In a dynamic presentation to the P.A.A. conference, creative director of Le Moana, Tupe Lualua, spoke about the intertwining influences of both academia and art in her work culminating with a live performance of Le Moana dancers with special guests of the aumaga from the village of Savaia and Lefaga.
In her opening presentation, she gave her interpretation on the conferences’ theme of “Making the invisible visible”.
“Here at the P.A.A. conference, I’ve heard an ongoing regurgitation of this concept in making the invisible visible, but this is something we do every day, this is something we live and breathe,” she said.
“We find opportunities and spaces for our content to be seen, we create opportunities where I can have some of the most beautiful dancers in my life to be seen, we create opportunities where we have these young men from the mau mauga, the taulealea come to N.U.S. to perform in the conference.”
As a lecturer of Pacific Studies 101 at Victoria University Wellington, Zealand, she reminded the conference of what was at the heart of Pacific Studies.
“Pacific studies is about valuing all different kinds of knowledge. It’s not just about what’s written in books, it’s about speaking to your elders , it’s about talking to your village and all of those that can contribute to the conversation, that’s what studies of the Pacific are about.
“It’s interdisciplinary, its 360 degrees, it’s you sitting in the va’a and not being sure about where you’re going to go but wherever you decide to go, there’s always somewhere to go, there’s always something to find, there’s always something to discover.”
For the last eight days, Lualua and Le Moana dancers have been in Savaia, Lefaga living in the village and working in the plantation with the aumaga of the village. The dancers worked with the aumaga and learnt how to do everything that taulealea are meant to do.

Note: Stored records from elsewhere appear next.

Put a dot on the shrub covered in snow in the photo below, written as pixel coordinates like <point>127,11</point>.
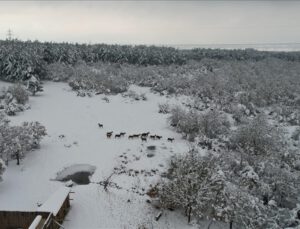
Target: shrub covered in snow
<point>34,85</point>
<point>2,168</point>
<point>192,123</point>
<point>106,80</point>
<point>14,99</point>
<point>258,137</point>
<point>59,71</point>
<point>19,93</point>
<point>17,141</point>
<point>227,188</point>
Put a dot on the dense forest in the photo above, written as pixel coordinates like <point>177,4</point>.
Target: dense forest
<point>19,59</point>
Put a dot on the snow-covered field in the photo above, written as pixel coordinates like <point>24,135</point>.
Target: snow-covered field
<point>63,113</point>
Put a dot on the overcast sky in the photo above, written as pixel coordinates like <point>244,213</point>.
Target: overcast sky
<point>156,22</point>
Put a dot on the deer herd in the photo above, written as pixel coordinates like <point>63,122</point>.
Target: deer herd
<point>142,136</point>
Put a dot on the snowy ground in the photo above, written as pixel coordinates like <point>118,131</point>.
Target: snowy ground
<point>63,113</point>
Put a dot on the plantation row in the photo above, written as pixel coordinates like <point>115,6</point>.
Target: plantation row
<point>19,60</point>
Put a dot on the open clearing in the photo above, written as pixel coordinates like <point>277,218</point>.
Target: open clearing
<point>63,113</point>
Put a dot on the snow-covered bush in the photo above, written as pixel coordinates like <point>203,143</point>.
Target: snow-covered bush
<point>34,85</point>
<point>164,108</point>
<point>19,93</point>
<point>17,141</point>
<point>177,114</point>
<point>296,134</point>
<point>59,72</point>
<point>258,137</point>
<point>2,168</point>
<point>135,96</point>
<point>213,124</point>
<point>13,100</point>
<point>197,185</point>
<point>106,80</point>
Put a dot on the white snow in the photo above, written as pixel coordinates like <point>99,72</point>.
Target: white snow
<point>54,203</point>
<point>35,222</point>
<point>62,112</point>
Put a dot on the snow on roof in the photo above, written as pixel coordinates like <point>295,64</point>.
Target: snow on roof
<point>54,203</point>
<point>35,222</point>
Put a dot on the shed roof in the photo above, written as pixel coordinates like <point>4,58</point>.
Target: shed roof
<point>54,203</point>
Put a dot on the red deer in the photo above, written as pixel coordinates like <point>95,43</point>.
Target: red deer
<point>170,139</point>
<point>145,134</point>
<point>136,135</point>
<point>117,135</point>
<point>109,134</point>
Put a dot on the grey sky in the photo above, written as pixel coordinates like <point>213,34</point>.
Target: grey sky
<point>156,22</point>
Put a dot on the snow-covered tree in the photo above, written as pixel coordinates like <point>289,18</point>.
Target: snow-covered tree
<point>2,168</point>
<point>34,85</point>
<point>17,141</point>
<point>258,137</point>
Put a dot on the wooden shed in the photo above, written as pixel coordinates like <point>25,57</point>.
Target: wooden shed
<point>49,215</point>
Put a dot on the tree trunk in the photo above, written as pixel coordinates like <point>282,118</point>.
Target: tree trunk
<point>189,214</point>
<point>18,158</point>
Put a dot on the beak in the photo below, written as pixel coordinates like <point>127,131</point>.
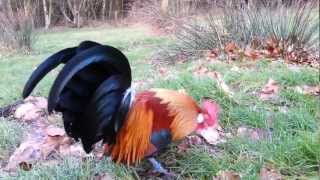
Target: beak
<point>210,134</point>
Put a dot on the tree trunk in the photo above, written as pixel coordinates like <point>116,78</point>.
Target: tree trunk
<point>164,6</point>
<point>103,12</point>
<point>47,13</point>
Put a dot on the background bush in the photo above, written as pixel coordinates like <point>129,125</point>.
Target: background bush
<point>293,26</point>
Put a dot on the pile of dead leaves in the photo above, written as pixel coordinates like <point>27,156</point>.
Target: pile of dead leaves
<point>44,141</point>
<point>269,48</point>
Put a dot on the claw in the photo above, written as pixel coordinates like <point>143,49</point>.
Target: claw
<point>158,168</point>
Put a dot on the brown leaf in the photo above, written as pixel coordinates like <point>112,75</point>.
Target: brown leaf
<point>309,90</point>
<point>27,112</point>
<point>270,90</point>
<point>251,53</point>
<point>220,82</point>
<point>163,71</point>
<point>201,71</point>
<point>25,166</point>
<point>231,48</point>
<point>183,91</point>
<point>252,133</point>
<point>54,131</point>
<point>212,54</point>
<point>269,173</point>
<point>183,146</point>
<point>39,102</point>
<point>103,176</point>
<point>40,144</point>
<point>227,175</point>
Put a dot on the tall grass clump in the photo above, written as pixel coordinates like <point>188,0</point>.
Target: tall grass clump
<point>16,31</point>
<point>293,26</point>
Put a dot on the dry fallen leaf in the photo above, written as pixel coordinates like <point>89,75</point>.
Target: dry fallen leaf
<point>309,90</point>
<point>212,135</point>
<point>39,102</point>
<point>227,175</point>
<point>25,166</point>
<point>252,133</point>
<point>269,173</point>
<point>212,54</point>
<point>251,53</point>
<point>27,112</point>
<point>220,82</point>
<point>270,90</point>
<point>103,176</point>
<point>183,91</point>
<point>54,131</point>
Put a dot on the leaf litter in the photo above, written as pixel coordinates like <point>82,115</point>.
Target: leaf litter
<point>44,141</point>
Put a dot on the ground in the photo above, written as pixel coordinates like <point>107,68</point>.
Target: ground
<point>281,133</point>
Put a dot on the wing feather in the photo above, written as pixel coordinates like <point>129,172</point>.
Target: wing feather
<point>184,110</point>
<point>133,139</point>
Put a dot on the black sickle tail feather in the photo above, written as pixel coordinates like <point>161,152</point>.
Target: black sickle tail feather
<point>52,62</point>
<point>90,90</point>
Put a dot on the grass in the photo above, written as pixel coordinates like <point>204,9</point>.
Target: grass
<point>292,118</point>
<point>10,138</point>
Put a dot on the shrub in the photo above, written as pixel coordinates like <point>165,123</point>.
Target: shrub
<point>16,31</point>
<point>292,26</point>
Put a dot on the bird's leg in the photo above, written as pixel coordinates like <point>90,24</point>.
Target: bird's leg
<point>158,168</point>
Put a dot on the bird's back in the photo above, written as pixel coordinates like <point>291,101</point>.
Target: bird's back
<point>156,117</point>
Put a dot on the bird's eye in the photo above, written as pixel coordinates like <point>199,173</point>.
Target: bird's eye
<point>200,118</point>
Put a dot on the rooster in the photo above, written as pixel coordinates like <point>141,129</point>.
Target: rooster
<point>93,92</point>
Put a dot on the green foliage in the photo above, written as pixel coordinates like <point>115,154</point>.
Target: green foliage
<point>73,168</point>
<point>16,31</point>
<point>295,27</point>
<point>10,136</point>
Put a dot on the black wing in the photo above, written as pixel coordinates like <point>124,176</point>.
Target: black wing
<point>89,90</point>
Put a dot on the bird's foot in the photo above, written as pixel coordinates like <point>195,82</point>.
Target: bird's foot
<point>159,169</point>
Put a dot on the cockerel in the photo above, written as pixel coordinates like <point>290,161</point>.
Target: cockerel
<point>93,92</point>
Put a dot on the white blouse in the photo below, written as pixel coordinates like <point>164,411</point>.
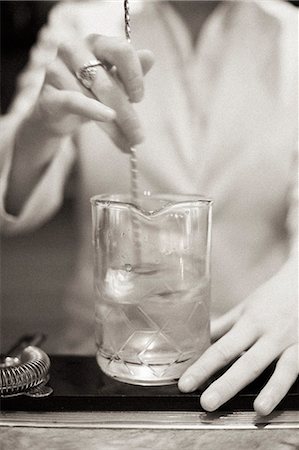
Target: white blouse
<point>220,119</point>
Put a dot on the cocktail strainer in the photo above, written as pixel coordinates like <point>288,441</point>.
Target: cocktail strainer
<point>26,373</point>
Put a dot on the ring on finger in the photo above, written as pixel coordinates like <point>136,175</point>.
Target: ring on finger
<point>87,73</point>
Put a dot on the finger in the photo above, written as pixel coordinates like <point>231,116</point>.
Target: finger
<point>284,376</point>
<point>107,89</point>
<point>241,373</point>
<point>238,339</point>
<point>120,53</point>
<point>78,103</point>
<point>223,324</point>
<point>146,59</point>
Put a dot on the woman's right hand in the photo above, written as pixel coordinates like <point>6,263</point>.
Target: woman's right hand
<point>64,103</point>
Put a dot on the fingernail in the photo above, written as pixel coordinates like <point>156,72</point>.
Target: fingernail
<point>187,384</point>
<point>210,401</point>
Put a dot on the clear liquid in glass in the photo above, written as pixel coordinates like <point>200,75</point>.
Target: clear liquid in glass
<point>152,321</point>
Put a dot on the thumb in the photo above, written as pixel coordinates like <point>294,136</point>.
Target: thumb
<point>224,323</point>
<point>147,60</point>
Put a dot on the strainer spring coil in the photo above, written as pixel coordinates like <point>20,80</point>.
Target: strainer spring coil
<point>30,373</point>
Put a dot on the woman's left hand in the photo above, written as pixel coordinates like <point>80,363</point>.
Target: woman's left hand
<point>261,329</point>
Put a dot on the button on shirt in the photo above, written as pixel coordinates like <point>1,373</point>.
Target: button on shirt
<point>220,119</point>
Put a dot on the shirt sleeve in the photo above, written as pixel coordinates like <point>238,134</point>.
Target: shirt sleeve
<point>47,195</point>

“Their service is unconditional, it is consistent. It is true,” Lualua said of the Aumaga of a village.
“And its one 100 percent to honour your family whenever their names are called, they’re up. They are the first people to rise in the morning and the last people to go to sleep at night. They make sure that everything their family need is there.”

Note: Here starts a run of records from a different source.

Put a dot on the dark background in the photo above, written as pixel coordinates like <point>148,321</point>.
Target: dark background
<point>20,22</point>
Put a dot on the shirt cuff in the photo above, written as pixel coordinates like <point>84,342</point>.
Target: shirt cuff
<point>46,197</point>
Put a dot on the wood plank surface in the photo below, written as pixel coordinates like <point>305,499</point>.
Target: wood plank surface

“We’ve been in the plantation where they planted 1000 tiapula in two hours and learnt about planting taro, the difference in taros and the way that climate has affected that taro grows now. How the effects of the tsunami have changed the ways the crops are grown,” Lualua said.
“The way the men are able to sustain these things every day. The dancers have really taken on this whole lifestyle and they are learning everything the taulealea have to do.”
The aim of Le Moana’s field study in the plantation was to marry academic and dance research with actual life experience, with Lualua saying that learning all the choreography in the world doesn’t mean anything if you haven’t actually lived it.
The conference were moved with the Le Moana performance where both choreographers and the members of the aumaga performed together with the movements they had developed in their field research in the plantation.
The P.A.A. conference officially closed with a banquet on Thursday night at Villa Vailima, the Robert Louis Stevenson museum.